AT&T began offering unlimited data plans in 2007, including for a then-new device called the iPhone, the first data-hogging smartphone. While it has since discontinued the plan to new customers, it allows current customers to renew it when they upgrade their devices. The FCC said it has received thousands of complaints from AT&T’s unlimited data plan customers since 2011 -- the year the company began slowing down those customers’ connections after they exceeded a set threshold. Consumers complained about being locked into contract obligations for an unlimited plan that wasn’t actually unlimited.
The Federal Trade Commission also took AT&T to court last year over the same issue, alleging that it misled millions of customers by charging them for unlimited data plans while slowing their data speeds, in some cases by nearly 90 percent.

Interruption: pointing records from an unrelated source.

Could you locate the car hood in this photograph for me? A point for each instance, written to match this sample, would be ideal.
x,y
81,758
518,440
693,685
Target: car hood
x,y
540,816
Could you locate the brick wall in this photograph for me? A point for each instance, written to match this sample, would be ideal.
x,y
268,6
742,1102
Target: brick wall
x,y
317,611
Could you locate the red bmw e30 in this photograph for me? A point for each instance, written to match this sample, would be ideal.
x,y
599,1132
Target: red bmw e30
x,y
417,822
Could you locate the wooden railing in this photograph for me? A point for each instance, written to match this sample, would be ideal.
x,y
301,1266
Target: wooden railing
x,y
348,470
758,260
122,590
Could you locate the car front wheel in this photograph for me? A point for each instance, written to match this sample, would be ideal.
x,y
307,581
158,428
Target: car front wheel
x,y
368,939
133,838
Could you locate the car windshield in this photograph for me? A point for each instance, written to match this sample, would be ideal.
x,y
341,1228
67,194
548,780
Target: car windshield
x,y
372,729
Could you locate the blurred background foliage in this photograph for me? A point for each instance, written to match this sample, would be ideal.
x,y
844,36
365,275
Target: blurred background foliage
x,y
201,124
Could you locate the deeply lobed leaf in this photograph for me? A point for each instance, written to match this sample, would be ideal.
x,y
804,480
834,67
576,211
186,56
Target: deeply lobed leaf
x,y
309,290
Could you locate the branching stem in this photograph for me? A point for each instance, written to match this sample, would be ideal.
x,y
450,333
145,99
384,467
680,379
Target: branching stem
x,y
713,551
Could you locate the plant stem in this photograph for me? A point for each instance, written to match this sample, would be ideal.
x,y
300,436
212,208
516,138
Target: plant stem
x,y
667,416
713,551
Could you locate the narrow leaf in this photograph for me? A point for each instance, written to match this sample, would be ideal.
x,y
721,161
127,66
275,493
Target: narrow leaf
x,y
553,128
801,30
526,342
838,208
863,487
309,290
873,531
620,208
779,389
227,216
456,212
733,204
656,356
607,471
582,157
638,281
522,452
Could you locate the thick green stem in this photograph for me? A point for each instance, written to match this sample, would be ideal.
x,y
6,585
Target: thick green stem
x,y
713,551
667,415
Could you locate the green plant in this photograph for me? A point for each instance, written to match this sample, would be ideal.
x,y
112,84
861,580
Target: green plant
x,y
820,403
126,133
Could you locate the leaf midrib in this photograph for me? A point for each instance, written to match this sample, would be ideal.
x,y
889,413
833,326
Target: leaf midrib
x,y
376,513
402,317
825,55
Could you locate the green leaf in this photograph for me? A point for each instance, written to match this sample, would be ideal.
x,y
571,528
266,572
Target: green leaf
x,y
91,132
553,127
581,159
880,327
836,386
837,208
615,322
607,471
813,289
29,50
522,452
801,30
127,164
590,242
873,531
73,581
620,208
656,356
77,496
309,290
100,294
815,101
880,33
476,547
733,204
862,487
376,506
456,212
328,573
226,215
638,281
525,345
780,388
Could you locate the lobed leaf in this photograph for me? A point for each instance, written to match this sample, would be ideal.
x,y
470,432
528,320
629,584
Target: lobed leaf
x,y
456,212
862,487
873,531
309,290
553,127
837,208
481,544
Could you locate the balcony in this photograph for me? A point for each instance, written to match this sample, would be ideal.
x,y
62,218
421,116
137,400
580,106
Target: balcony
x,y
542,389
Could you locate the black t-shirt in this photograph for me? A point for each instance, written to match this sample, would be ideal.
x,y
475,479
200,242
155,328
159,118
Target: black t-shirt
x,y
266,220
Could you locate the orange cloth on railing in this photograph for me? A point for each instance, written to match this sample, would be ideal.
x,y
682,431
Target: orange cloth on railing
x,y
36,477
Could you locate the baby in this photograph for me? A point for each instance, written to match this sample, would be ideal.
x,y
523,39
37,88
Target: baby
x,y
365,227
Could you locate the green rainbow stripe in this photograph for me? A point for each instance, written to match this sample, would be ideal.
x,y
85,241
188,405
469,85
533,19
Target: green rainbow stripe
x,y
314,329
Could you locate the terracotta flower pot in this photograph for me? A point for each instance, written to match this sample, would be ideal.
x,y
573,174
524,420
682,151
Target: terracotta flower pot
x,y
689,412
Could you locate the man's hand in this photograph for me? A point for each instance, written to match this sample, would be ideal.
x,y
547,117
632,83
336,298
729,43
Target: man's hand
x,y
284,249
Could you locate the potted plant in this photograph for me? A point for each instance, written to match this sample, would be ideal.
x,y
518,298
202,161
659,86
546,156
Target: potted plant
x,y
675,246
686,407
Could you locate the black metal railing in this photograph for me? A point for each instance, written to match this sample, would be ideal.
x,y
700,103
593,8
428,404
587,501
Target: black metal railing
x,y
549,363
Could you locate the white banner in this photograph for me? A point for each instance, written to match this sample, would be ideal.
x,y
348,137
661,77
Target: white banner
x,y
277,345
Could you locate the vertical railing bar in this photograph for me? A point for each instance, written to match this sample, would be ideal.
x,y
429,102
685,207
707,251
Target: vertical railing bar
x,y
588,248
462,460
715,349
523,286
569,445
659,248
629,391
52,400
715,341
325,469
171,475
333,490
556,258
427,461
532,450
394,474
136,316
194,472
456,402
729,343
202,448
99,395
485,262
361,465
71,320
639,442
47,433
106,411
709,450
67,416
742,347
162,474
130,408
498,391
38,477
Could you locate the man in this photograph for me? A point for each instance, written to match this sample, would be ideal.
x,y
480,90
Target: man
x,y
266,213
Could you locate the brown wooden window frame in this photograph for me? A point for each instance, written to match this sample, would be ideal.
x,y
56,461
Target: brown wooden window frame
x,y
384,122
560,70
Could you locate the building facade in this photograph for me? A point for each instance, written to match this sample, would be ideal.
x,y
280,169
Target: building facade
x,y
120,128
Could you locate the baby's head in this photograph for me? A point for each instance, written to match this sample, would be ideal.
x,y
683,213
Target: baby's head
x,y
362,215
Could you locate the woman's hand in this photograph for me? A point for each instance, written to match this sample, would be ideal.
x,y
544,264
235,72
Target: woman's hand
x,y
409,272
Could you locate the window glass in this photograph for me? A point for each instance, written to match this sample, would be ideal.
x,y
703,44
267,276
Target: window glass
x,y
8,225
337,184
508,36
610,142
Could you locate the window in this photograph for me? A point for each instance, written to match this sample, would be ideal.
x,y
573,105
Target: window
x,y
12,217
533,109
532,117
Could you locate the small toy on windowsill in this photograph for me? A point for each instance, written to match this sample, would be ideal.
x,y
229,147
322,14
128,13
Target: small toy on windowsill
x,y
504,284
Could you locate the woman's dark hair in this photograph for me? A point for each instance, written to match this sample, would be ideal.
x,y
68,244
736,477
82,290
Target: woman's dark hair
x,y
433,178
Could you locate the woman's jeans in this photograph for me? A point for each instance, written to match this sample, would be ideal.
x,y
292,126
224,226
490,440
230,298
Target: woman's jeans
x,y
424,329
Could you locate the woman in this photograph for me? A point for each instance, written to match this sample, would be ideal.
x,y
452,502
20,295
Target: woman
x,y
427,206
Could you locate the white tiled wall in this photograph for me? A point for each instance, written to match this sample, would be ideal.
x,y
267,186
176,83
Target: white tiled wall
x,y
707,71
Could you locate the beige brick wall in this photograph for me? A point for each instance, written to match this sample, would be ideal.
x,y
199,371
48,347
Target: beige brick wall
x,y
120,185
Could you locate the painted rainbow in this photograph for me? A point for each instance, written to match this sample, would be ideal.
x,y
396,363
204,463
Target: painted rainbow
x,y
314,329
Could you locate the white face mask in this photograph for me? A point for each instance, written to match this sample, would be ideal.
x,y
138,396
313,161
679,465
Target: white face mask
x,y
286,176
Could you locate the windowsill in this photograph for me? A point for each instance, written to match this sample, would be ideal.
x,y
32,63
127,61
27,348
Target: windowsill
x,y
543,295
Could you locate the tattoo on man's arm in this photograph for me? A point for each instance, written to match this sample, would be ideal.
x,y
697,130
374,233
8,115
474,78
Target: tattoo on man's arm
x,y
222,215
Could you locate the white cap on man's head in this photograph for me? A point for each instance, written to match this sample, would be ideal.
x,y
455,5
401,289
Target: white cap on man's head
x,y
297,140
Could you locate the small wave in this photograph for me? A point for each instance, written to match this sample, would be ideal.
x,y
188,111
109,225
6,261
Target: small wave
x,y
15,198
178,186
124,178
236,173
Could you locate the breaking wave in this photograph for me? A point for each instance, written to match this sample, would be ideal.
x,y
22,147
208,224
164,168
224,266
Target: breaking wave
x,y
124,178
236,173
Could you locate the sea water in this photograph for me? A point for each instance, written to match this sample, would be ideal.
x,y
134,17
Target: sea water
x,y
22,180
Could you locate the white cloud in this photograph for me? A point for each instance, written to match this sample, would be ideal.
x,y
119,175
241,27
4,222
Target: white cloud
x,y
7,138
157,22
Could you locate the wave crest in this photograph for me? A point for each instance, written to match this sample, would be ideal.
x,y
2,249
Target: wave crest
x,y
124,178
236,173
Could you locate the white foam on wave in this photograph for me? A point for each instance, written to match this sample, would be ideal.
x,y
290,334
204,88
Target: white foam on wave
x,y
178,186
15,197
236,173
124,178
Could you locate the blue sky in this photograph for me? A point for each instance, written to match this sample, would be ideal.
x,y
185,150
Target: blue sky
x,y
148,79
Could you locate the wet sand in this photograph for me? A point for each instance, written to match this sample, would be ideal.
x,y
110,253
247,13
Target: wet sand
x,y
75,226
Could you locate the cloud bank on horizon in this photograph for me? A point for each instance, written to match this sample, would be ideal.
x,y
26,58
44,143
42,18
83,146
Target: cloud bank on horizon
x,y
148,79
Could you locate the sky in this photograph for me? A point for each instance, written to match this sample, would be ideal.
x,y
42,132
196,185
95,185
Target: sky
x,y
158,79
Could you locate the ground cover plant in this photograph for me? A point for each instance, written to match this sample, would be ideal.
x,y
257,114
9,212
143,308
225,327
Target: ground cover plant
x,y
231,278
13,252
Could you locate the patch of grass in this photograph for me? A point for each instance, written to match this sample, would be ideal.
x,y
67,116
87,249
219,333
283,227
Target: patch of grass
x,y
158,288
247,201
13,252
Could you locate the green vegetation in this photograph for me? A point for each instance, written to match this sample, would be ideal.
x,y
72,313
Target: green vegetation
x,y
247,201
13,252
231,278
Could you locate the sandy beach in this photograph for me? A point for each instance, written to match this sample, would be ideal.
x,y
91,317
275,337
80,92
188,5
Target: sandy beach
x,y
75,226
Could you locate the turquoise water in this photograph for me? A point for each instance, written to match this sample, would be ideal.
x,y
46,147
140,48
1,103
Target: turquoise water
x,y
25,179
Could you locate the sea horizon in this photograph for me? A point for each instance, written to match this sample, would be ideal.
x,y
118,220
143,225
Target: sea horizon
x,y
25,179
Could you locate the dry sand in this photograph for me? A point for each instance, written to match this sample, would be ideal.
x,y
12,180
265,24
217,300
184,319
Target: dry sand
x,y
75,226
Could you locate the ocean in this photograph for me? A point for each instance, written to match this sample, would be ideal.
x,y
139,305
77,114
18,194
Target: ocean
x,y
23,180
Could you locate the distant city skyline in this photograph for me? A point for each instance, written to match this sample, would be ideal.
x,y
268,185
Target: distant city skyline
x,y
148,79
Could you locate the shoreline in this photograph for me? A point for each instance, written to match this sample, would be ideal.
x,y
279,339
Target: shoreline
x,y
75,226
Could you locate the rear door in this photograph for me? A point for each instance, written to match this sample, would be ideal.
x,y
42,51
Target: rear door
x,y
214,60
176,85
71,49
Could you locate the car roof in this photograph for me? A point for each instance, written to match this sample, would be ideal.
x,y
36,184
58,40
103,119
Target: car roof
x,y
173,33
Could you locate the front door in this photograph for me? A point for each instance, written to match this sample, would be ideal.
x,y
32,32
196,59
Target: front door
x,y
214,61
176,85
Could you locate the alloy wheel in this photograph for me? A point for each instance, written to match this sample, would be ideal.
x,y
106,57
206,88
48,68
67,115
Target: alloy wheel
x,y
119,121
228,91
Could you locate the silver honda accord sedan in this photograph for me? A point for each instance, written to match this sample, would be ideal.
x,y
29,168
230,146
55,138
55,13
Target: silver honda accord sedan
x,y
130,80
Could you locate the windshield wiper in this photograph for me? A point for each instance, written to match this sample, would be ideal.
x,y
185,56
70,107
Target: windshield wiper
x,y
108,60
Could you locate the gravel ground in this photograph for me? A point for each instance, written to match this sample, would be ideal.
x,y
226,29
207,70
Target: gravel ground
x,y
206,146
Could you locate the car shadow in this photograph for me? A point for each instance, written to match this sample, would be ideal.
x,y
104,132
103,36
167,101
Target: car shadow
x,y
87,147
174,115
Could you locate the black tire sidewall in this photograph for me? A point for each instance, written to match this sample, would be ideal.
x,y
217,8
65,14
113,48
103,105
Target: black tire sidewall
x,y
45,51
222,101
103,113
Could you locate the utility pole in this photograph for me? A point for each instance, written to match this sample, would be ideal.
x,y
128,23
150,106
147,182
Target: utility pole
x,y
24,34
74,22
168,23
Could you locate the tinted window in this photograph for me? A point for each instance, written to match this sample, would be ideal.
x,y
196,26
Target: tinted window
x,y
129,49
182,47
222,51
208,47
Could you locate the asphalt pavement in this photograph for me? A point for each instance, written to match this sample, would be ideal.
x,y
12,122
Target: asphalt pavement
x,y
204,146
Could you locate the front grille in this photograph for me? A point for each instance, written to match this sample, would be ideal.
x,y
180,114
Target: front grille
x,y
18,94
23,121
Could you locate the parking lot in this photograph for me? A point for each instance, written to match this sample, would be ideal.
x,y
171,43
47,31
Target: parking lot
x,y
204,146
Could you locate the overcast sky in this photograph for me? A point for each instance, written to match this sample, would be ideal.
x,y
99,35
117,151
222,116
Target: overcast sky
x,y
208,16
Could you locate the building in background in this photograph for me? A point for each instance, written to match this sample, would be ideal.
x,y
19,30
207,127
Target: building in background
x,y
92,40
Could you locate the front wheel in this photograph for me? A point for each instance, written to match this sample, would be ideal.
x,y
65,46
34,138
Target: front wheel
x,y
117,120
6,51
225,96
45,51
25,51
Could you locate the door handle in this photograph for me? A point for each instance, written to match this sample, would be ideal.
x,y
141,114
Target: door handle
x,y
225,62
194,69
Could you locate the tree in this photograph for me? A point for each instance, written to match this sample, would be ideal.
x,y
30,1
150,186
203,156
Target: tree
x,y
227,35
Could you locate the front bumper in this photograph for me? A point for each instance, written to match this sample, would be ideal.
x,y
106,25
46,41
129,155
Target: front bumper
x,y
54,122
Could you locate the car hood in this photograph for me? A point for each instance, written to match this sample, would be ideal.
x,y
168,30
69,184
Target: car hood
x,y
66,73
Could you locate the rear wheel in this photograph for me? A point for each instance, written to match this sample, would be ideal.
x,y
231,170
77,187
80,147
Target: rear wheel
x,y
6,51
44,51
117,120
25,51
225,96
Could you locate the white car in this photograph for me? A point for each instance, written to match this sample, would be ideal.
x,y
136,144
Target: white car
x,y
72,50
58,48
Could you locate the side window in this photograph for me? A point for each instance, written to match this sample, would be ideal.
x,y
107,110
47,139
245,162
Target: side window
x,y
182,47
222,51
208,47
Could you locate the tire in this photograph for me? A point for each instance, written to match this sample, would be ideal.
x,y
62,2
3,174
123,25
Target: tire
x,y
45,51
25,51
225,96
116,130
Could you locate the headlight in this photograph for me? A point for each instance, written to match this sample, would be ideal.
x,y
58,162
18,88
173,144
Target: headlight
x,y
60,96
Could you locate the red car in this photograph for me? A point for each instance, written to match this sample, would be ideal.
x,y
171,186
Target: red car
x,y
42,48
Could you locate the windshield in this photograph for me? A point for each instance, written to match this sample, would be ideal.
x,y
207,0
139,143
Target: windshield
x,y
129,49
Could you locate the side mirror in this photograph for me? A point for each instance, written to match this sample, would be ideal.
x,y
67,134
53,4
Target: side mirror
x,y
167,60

“AT&T promised its customers ‘unlimited’ data, and in many instances, it has failed to deliver on that promise,” said FTC Chairwoman Edith Ramirez in October 2014. “The issue here is simple: ‘unlimited’ means unlimited.”
Last month, AT&T changed its throttling policy to apply only when an unlimited data customer exceeds 5GB of data usage and is connected to a congested tower. Before the change, AT&T would throttle its unlimited data customers for the remaining duration of the billing cycle, according to ArsTechnica.
AT&T denies the charges. “We will vigorously dispute the FCC’s assertions,” spokesman Michael Balmoris told Bloomberg. “The FCC has specifically identified this practice as a legitimate and reasonable way to manage network resources for the benefit of all customers.”